1

I'm currently trying to implement an AVX2 version (Haswell CPU) of some existing scalar code of me. Which implements a step like this:

struct entry {
  uint32_t low, high;
};

// both filled with "random" data in previous loops
std::vector<entry> table;
std::vector<int>   queue;  // this is strictly increasing but
                           // without a constant delta

for (auto index : queue) {
  auto v = table[index];
  uint32_t rank = v.high + __builtin_popcount(_bzhi_u32(v.low, index % 32));
  use_rank(rank); // contains a lot of integer operations which nicely map to avx2
}

I've implemented this with 2 gather instructions that each load a int32 like this:

__m256iv_low  = _mm256_i32gather_epi32 (reinterpret_cast<int *>(table.data()) + 0, index, 8);
__m256i v_high = _mm256_i32gather_epi32 (reinterpret_cast<int *>(table.data()) + 1, index, 8);

Is there a faster way two load those values ? I have thought about using 2 64 bit loads (which issue only half the amount of reads => less traffic for the execution ports) and then shuffle the resulting vectors to get v_low and v_high for example but sadly as far as I can tell most shuffle functions only allow to shuffle 128 bit separately.
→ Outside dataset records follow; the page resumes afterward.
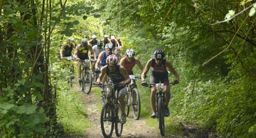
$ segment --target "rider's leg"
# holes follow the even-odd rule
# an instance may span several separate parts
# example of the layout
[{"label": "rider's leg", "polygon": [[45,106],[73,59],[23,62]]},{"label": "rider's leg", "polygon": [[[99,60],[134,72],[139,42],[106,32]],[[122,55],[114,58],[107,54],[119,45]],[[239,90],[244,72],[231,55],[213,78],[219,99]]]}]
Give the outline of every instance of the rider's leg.
[{"label": "rider's leg", "polygon": [[157,110],[156,109],[156,86],[153,86],[151,88],[151,95],[150,96],[150,99],[151,101],[151,105],[154,112],[156,113]]},{"label": "rider's leg", "polygon": [[165,104],[168,106],[169,102],[170,101],[170,86],[169,85],[164,85],[164,89],[165,93]]},{"label": "rider's leg", "polygon": [[92,72],[94,74],[94,71],[95,70],[95,62],[94,61],[92,63]]},{"label": "rider's leg", "polygon": [[82,66],[82,62],[80,61],[78,61],[78,79],[79,81],[80,81],[80,80],[82,80],[81,79],[81,66]]},{"label": "rider's leg", "polygon": [[121,121],[122,123],[125,123],[126,122],[126,116],[125,114],[125,102],[124,98],[126,95],[127,90],[126,87],[124,87],[122,88],[118,94],[118,101],[120,105],[121,110]]}]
Edit for Paul R: This code is part of a substring enumeration routine using the Burrows Wheeler Transform that I use in my compression algorithm. table contains rank data on a bit vector. The high part contains the number of ones in the previous entries and the lower part gets masked out and popcounted then added to get the final number of set bits in front of the given index. Afterwards a lot more computation happens that is luckily nicely parallelizable.

The deltas in the queue are very high in the beginning and the end (due to the nature of the algorithm). This caused a lot of cache misses and is the reason why I switched from SoA to AoS using shifts to reduce the pressure on the load ports in the scalar code.

Using SoA would also result in the same independent gather instructions but would double the amount of accessed cache lines.

Edit (partial answer): I tried using two _mm_i32gather_epi64 to half the number of memory accesses (and therefore the cycles, see here).

__m256i index; // contains the indices
__m128i low = _mm256_extractf128_si256(index, 0);
__m128i high = _mm256_extractf128_si256(index, 1);
__m256i v_part1 = _mm256_i32gather_epi64(reinterpret_cast<long long int*>(table.data()), low , 8);
__m256i v_part2 = _mm256_i32gather_epi64(reinterpret_cast<long long int*>(table.data()), high, 8);

which loads my data into two ymm registers this format (no c++):

register v_part1:
[v[0].low][v[0].high][v[1].low][v[1].high][v[2].low][v[2].high][v[3].low][v[3].high]
register v_part2:
[v[4].low][v[4].high][v[5].low][v[5].high][v[6].low][v[6].high][v[7].low][v[7].high]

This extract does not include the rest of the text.